As with Hegel and Kant, translators make it easier for non-German readers by making the choice among denotations, and reserving the discussion of ambiguities for learned footnotes. In a way, the German terms do not want to be pinned down (Goethe uses the term 'bephählen' or hitting the bull's eye when talking about Schiller) making the suggestiveness richer, more complex, and less determinate; in English we seem to think and visualize more concretely, and find this cloud of extra meanings a bit vague and unclear, whereas for German readers this haze is part of exactly a not-unclear but multi-dimensional set of references. Seele or Geist immediately confront a reader with the entire metaphysical panoply of existence--a bit like quantum mechanics--but in English the terms are more circumscribed, more on the order of organs in the body or the abstract regions of an otherwise tangible-concrete or substantive hierarchy. 
So yes, the meanings of soul and self in German can often spill over into each other, but the contexts can render the degree or direction of this overlapping quite variously.
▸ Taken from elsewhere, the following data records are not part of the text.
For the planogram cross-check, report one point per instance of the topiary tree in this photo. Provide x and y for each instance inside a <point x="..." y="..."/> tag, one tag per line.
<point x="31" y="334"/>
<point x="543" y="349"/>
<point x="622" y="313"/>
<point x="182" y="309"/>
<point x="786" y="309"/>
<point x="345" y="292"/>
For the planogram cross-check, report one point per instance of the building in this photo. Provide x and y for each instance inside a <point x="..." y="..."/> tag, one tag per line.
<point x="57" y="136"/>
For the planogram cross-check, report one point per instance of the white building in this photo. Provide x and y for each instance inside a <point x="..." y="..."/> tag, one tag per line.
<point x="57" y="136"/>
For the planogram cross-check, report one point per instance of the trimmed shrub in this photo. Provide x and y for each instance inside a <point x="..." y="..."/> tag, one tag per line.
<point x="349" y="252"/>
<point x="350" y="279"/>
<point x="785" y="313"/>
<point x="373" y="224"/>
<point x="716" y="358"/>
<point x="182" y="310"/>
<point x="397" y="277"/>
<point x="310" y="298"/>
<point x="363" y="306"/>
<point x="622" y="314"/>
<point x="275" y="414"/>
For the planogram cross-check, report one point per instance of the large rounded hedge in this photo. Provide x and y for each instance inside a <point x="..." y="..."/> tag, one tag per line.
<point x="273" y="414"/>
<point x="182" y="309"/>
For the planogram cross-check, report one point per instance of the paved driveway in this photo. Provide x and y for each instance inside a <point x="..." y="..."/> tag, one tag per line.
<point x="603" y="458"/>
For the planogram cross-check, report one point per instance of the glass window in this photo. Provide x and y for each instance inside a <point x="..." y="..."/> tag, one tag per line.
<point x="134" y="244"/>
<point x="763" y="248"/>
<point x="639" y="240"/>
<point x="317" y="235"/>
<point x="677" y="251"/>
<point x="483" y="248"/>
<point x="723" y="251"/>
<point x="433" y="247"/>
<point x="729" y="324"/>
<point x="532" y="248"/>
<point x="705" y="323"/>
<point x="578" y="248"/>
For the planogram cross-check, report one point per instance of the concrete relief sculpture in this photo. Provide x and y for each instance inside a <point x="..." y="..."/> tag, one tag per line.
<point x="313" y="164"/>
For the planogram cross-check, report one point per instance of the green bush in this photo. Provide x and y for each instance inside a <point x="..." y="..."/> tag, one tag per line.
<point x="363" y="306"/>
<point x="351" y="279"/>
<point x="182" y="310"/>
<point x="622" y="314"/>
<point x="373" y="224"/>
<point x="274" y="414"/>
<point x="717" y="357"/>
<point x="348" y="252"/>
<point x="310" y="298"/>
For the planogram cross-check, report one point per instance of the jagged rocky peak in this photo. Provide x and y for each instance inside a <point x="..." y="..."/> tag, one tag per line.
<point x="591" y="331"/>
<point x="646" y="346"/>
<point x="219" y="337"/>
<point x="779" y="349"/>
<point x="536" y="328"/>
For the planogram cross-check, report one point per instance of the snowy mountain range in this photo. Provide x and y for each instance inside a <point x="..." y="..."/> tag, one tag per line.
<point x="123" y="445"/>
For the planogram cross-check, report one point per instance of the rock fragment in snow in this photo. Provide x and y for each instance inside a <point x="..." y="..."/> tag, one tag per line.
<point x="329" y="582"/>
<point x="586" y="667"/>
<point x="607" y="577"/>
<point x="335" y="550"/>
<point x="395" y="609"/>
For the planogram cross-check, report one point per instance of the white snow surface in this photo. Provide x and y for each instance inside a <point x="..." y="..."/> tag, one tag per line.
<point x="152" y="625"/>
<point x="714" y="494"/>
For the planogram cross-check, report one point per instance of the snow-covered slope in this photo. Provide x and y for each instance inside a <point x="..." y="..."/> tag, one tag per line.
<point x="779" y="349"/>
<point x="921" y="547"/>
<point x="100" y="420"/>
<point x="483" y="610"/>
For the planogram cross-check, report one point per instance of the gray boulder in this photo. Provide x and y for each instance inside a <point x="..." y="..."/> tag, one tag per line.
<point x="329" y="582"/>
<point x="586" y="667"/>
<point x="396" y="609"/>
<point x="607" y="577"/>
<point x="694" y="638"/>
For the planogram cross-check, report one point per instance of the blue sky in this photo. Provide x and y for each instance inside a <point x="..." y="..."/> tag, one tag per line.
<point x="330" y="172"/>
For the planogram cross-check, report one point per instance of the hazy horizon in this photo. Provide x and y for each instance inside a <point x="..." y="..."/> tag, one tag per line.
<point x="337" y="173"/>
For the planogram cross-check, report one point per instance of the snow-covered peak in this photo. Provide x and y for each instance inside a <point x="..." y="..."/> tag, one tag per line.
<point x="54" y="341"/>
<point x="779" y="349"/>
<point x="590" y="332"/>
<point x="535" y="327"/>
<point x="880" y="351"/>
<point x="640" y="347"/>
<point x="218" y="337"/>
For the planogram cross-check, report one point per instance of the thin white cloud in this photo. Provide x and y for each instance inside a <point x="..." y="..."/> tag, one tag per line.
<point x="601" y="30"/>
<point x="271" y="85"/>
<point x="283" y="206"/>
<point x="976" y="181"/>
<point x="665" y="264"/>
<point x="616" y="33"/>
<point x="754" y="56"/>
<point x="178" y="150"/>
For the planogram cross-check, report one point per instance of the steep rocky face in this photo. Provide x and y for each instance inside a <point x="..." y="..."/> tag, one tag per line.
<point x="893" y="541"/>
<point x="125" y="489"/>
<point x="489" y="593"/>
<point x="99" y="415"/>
Specifically Christian meanings can usually be detected by context, and in fact represent a narrowing of the otherwise amorphous, even aniconic use of the term in poetry and philosophy or speculation. For Hesse, the soul is not only that reflective part, capable of transcendence or salvation or communion with the divine, but also an autonomous entity partaking in the dynamic of all existence, phenomenal and numinous, spiritual and corporeal--and the same for the self. These are, a priori, epistemological terms in German, and not static states or entities.